LlamaRL: A Distributed Asynchronous Reinforcement Learning Framework for Efficient Large-scale LLM Training
Bo Wu, Sid Wang, Yunhao Tang, Jia Ding, Eryk Helenowski, Liang Tan, Tengyu Xu, Tushar Gowda, Zhengxing Chen, Chen Zhu, Xiaocheng Tang, Yundi Qian, Beibei Zhu, Rui Hou

TL;DR
LlamaRL is a scalable, asynchronous distributed RL framework built on PyTorch, enabling efficient large-scale LLM training with significant speed improvements over existing systems, especially for models with hundreds of billions of parameters.
Contribution
The paper introduces LlamaRL, a novel distributed asynchronous RL framework optimized for large-scale LLMs, featuring a single-controller architecture and theoretical efficiency guarantees.
Findings
Achieves up to 10.7x speed-up over DeepSpeed-Chat on 405B models.

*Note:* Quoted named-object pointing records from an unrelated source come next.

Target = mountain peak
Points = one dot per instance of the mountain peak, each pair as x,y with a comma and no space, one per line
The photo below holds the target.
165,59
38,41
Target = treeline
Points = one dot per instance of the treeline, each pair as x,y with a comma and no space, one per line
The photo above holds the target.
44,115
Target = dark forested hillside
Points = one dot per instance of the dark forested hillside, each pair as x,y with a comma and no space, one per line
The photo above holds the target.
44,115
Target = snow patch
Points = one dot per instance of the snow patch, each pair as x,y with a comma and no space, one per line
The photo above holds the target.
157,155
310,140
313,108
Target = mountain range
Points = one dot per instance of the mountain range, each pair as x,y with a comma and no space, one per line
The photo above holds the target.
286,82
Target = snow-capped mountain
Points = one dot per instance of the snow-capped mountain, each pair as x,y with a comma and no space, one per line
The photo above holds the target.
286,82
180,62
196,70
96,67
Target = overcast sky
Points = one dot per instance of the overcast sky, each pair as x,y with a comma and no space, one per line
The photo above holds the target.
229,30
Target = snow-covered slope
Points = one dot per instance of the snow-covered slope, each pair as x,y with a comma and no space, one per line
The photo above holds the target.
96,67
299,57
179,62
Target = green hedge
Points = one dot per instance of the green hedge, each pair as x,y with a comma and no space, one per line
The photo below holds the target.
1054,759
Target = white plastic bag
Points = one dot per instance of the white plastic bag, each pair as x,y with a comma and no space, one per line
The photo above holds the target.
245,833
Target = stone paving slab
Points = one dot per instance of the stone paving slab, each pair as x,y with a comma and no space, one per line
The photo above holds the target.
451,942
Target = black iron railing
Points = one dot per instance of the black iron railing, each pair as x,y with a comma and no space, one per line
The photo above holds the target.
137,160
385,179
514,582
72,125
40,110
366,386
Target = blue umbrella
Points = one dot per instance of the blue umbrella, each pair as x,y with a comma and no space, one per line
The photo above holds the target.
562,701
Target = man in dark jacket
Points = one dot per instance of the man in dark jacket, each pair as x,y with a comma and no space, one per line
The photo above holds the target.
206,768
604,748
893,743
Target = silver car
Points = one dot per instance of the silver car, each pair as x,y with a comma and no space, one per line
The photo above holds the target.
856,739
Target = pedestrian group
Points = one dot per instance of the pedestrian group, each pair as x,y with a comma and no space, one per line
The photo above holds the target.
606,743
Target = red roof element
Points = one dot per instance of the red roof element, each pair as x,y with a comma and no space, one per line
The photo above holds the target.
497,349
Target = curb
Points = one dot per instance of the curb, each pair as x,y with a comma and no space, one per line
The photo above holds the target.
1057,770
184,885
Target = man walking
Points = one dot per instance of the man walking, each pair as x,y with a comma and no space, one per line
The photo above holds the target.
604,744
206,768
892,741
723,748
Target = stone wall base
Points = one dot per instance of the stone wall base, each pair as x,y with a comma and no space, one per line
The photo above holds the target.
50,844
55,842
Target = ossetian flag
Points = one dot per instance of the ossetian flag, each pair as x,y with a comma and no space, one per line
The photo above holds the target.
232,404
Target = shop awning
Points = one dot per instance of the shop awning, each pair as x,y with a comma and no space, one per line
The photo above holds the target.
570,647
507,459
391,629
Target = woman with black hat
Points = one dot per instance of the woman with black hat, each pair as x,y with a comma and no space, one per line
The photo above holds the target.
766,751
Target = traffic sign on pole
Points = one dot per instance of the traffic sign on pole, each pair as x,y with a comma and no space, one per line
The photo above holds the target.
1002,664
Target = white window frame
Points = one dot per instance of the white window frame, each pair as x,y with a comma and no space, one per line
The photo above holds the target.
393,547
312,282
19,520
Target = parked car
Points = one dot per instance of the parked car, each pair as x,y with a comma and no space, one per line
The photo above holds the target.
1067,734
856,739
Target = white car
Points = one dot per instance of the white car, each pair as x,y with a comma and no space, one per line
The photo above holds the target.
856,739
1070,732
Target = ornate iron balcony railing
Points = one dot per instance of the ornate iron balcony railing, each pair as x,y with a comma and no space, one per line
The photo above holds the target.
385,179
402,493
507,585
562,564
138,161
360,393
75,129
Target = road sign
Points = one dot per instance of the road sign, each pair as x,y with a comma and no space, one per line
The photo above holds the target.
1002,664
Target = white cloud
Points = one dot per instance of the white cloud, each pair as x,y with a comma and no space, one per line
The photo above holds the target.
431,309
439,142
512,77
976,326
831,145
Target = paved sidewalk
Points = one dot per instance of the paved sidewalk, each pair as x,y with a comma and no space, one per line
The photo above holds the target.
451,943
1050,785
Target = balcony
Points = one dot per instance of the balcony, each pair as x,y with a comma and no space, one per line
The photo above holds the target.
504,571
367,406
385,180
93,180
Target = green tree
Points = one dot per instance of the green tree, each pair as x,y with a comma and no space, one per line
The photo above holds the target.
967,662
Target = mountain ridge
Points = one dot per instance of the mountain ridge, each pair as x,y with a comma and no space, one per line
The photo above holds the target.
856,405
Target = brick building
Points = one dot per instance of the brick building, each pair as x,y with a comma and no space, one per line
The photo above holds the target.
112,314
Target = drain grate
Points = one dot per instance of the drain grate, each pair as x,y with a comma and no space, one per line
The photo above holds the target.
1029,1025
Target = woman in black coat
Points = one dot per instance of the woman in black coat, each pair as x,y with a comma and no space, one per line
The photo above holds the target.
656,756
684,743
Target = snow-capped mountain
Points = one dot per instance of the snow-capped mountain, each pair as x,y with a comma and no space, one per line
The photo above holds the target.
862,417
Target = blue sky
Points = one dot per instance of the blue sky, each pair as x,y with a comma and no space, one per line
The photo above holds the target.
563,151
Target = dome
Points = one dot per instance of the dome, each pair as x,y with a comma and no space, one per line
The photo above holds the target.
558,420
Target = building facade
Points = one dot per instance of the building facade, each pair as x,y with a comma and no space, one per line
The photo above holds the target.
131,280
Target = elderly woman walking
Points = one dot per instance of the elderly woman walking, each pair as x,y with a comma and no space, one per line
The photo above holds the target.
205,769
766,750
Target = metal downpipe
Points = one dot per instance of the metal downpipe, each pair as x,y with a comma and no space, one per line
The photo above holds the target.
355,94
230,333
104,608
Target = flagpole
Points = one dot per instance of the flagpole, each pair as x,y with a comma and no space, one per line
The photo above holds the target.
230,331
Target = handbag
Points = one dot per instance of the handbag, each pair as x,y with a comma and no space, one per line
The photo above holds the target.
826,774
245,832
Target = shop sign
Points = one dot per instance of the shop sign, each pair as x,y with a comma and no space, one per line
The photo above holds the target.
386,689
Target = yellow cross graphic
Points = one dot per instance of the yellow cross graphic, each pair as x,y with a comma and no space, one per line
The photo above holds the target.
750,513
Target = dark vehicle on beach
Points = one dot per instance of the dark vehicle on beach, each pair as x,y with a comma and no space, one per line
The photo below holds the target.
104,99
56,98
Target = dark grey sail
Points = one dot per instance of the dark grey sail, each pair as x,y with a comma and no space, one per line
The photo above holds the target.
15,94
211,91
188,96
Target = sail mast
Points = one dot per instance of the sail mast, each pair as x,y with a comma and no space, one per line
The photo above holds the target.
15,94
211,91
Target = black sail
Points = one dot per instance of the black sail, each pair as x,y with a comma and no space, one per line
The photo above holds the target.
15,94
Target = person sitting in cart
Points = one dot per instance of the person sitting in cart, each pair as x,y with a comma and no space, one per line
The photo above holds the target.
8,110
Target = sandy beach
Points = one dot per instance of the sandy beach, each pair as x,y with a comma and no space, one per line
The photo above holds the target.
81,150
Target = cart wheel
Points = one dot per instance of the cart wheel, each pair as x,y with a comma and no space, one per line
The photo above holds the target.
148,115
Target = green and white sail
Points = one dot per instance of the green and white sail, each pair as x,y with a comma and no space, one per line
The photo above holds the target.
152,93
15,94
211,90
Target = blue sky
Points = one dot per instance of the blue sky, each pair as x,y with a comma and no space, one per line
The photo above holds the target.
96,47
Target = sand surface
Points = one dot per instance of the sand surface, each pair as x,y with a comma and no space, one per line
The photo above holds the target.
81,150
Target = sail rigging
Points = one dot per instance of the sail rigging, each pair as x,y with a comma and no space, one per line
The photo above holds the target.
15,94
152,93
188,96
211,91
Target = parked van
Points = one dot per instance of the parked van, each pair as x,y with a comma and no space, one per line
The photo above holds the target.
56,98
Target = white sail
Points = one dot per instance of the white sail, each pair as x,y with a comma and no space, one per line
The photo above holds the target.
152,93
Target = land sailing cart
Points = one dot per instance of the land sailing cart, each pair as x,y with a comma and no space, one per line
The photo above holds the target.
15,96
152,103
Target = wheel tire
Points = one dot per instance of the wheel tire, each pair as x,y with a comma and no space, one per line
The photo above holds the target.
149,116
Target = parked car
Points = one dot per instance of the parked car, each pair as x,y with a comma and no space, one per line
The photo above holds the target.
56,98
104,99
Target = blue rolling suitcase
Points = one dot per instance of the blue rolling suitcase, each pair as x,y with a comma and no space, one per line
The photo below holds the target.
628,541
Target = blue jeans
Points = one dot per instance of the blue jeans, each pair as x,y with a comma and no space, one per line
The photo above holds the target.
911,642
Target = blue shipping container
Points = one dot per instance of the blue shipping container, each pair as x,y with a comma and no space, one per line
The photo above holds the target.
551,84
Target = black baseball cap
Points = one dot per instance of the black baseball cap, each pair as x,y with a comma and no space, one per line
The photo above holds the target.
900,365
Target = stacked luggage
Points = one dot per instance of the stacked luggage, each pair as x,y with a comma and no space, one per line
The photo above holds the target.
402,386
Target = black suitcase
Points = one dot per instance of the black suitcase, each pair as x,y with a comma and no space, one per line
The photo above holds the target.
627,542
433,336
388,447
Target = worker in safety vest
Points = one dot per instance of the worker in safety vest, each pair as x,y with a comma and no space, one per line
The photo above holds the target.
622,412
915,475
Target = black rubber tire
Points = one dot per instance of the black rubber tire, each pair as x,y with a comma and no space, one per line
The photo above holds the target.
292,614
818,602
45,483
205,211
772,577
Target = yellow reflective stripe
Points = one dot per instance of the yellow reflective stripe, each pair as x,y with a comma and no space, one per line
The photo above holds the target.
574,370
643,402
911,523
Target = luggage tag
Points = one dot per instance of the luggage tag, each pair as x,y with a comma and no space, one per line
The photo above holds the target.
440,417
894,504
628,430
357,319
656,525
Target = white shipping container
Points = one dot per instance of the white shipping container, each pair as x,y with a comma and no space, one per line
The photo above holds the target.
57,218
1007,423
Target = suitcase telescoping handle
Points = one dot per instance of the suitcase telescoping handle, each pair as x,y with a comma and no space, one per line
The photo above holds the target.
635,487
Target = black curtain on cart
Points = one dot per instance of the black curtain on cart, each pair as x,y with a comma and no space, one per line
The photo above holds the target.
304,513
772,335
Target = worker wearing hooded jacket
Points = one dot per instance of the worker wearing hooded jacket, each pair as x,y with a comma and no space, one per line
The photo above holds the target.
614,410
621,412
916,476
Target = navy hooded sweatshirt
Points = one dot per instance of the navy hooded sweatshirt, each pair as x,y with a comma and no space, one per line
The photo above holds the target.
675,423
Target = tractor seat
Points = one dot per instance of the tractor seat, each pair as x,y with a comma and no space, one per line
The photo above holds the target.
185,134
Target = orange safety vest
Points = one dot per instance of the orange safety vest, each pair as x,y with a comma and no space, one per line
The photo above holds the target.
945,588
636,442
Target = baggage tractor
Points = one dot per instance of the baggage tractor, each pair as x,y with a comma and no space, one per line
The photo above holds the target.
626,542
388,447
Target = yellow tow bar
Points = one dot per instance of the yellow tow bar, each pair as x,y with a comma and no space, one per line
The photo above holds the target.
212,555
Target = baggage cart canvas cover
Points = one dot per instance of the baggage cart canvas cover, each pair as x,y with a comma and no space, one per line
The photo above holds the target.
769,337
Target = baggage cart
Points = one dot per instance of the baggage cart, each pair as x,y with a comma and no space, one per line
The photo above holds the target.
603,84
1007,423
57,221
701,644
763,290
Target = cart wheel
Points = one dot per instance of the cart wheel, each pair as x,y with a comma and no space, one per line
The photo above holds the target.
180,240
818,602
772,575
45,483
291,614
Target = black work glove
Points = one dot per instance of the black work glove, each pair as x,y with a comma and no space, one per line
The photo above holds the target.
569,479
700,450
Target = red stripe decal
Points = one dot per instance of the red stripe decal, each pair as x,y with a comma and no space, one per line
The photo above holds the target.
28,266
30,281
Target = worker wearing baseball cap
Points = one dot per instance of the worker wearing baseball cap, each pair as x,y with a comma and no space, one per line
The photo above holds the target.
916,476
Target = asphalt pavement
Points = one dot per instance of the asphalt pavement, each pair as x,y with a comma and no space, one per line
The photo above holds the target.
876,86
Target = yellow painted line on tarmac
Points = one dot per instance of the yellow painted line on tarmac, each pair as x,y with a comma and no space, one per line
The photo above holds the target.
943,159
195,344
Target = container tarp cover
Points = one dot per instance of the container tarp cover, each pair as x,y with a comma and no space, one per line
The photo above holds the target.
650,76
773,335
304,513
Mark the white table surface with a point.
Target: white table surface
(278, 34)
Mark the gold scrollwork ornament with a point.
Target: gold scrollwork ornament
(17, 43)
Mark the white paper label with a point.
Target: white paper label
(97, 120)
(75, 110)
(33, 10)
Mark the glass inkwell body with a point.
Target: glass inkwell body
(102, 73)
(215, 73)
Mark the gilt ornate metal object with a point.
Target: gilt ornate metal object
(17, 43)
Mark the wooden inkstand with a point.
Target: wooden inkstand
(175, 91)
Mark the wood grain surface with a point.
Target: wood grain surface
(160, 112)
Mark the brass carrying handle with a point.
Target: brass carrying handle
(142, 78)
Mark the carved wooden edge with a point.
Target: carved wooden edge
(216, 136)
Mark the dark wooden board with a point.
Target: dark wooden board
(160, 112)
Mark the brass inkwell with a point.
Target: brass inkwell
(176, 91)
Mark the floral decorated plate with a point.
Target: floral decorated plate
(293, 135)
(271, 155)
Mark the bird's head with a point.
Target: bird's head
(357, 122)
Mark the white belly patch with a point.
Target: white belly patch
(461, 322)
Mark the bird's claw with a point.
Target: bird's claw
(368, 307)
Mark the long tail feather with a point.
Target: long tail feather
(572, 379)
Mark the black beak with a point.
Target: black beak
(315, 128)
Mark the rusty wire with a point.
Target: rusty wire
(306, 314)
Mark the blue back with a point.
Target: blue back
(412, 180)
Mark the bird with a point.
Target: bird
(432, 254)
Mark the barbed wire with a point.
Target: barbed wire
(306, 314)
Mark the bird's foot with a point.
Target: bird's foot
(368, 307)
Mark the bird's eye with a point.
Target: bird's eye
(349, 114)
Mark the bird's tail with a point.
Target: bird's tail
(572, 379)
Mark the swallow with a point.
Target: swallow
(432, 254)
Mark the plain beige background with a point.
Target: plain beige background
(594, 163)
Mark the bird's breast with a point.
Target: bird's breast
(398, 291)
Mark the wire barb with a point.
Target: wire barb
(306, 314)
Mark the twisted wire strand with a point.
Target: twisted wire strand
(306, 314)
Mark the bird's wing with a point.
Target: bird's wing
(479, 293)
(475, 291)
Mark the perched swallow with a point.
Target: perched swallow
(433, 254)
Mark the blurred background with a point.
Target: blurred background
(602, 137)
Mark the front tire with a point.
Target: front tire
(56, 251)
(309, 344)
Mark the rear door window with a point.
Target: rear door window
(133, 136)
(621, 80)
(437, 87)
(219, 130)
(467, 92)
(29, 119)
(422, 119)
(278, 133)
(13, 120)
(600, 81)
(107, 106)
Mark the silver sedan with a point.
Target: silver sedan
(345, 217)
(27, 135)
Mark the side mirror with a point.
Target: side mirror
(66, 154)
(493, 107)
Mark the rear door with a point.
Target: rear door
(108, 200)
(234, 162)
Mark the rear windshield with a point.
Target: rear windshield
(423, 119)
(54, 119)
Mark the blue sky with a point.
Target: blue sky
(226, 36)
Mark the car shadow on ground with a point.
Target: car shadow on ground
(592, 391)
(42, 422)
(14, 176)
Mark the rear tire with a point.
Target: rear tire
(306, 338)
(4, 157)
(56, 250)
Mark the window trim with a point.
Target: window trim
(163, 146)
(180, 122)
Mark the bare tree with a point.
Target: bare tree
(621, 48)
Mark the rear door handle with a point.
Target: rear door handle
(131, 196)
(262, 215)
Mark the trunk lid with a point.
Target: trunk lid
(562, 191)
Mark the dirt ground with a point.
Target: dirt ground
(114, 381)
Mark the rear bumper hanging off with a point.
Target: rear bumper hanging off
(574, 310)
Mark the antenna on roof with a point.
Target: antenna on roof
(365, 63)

Supports models ranging from 8B to 405B parameters.
Efficiency gains increase with model size.
Abstract
Reinforcement Learning (RL) has become the most effective post-training approach for improving the capabilities of Large Language Models (LLMs). In practice, because of the high demands on latency and memory, it is particularly challenging to develop an efficient RL framework that reliably manages policy models with hundreds to thousands of billions of parameters. In this paper, we present LlamaRL, a fully distributed, asynchronous RL framework optimized for efficient training of large-scale LLMs with various model sizes (8B, 70B, and 405B parameters) on GPU clusters ranging from a handful to thousands of devices. LlamaRL introduces a streamlined, single-controller architecture built entirely on native PyTorch, enabling modularity, ease of use, and seamless scalability to thousands of GPUs. We also provide a theoretical analysis of LlamaRL's efficiency, including a formal proof that…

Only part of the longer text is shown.